On the Distribution of Roy's Largest Root

Written by Iain Johnstone and Boaz Nadler, 2015

Matlab code companion to paper [3] available at arxiv.org/abs/1310.6581

Introduction
Rank One Alternative Hypotheses
Distribution of Roy's Test
Code
References

1. Introduction

In a seminal work [1], S.N. Roy proposed the union-intersection principle as a method to derive test statistics for a variety of hypothesis testing problems.

In various settings involving multivariate Gaussian observations, most notably testing if the population covariance matrix of given data is equal to a known matrix, the resulting test statistic is the largest eigenvalue or characteristic root of the $m\times m$ sample covariance matrix $H$ of the observed data.

In other multivariate problems, such as testing for the equality of the means of $p$ different Gaussian populations with the same but unknown covariance, the resulting test is the largest root of a random matrix of the form $E^{-1}H$.

Both of these tests are known as Roy's Largest Root Test.

Roy's Largest root complements other tests, derived by other considerations, such as the sphericity test in the case of a single covariance matrix, and Wilks Lambda, Hotelling-Lawley trace and Bartlett-Pillai trace tests, in the case of two covariance matrices, see for example [4], [5].

Deriving simple approximations to the distribution of Roy's largest root test has been an open problem in multivariate analysis. Under the null, where with Gaussian assumptions both matrices $H$ and $E$ follow Wishart distributions with identity covariance, Roy's largest root test can be well approximated by the Tracy-Widom distribution, after proper centering, scaling (and a logarithmic transformation in the two-matrix case), see [2].

2. Rank One Alternative Hypotheses

Our focus here is on the distribution of Roy's largest root test under a rank-one alternative hypothesis. In particular, we consider the following two possible settings for $H$:

Signal Detection in Noise

Here we observe $n_H$ samples ${\bf x}_i$ of the form $$ {\bf x} = \sqrt{\lambda_H} s\, {\bf v} + \sigma \xi $$ where $\xi\sim \mathcal N(0,\Sigma)$, $s\sim N(0,1)$, ${\bf v}\in\mathbb{R}^m$ is a fixed but unknown vector, $\sigma$ is the noise level, and $\lambda_H$ is the signal strength.
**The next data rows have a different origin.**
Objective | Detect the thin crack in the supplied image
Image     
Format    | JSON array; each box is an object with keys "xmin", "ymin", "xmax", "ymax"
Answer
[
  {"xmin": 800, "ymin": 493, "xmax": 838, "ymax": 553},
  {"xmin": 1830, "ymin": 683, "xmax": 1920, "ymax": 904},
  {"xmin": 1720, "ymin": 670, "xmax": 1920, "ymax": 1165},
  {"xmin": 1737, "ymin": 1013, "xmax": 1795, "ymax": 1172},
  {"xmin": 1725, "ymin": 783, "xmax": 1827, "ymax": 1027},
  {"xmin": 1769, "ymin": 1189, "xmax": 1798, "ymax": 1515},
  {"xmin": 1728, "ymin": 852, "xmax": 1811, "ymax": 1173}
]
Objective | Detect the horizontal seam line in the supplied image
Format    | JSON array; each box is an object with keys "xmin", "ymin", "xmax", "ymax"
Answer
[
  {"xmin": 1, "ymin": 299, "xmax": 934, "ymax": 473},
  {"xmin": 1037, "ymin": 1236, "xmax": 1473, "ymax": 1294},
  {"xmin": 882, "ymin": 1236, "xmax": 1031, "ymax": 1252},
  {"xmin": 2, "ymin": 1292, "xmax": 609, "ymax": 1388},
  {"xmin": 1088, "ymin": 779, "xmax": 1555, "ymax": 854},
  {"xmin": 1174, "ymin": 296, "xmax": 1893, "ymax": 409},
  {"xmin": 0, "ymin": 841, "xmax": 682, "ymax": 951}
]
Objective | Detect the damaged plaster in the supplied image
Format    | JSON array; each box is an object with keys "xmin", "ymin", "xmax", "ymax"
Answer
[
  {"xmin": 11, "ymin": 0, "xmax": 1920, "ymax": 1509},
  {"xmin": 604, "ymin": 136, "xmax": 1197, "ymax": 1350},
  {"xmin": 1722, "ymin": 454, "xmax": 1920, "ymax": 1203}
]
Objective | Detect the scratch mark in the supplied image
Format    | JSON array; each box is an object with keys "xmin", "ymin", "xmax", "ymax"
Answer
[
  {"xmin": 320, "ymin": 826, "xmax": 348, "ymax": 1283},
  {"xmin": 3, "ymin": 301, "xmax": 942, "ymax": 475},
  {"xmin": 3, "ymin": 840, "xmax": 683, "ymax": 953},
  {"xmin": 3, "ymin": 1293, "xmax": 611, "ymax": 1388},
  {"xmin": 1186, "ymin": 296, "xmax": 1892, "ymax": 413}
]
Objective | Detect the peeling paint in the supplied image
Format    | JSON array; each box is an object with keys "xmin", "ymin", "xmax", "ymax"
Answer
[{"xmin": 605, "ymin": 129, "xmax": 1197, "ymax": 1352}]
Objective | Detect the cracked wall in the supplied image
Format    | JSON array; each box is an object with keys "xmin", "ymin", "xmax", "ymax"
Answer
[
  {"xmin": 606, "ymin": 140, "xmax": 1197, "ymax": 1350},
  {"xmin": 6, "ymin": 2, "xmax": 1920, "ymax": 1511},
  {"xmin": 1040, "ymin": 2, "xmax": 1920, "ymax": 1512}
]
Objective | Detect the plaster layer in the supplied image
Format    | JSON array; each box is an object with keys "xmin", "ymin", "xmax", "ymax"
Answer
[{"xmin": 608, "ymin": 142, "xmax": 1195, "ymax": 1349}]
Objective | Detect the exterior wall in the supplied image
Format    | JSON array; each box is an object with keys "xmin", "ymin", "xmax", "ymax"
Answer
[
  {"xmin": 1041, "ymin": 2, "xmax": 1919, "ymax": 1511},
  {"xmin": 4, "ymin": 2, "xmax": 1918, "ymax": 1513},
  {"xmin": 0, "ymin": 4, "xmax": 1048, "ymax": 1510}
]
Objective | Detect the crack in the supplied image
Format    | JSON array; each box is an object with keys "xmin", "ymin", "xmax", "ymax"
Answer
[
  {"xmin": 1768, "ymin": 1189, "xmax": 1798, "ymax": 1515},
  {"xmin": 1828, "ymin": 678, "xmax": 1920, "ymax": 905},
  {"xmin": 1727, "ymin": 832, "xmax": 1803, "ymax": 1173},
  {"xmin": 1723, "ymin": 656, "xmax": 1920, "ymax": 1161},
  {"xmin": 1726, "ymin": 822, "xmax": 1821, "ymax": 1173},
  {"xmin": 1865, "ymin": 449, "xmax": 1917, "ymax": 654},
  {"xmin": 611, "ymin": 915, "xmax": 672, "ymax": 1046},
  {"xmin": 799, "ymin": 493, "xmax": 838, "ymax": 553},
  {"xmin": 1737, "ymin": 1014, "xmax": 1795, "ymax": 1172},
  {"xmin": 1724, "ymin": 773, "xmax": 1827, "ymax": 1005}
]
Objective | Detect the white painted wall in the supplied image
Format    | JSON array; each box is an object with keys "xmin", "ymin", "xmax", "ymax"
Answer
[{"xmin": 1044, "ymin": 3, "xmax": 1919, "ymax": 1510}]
Denote by $H$ the (un-normalized) covariance matrix of the observations, $$ H = \sum_{i} {\bf x}_i {\bf x}_i^T $$ Given the observed ${\bf x}_i$'s, a fundamental problem in statistical signal processing is signal detection. In our case, it can be formulated as the following hypothesis testing problem, $$\mathcal H_0: \lambda_H=0, \mbox{no signal}, \quad vs. \quad \mathcal H_1: \lambda_H>0, \mbox{signal present} $$ If $\Sigma$ is known, the data can be whitened, and various signal detection methods, based on the eigenvalues of $\Sigma^{-1}H$ can be devised, see for example [6] and references therein.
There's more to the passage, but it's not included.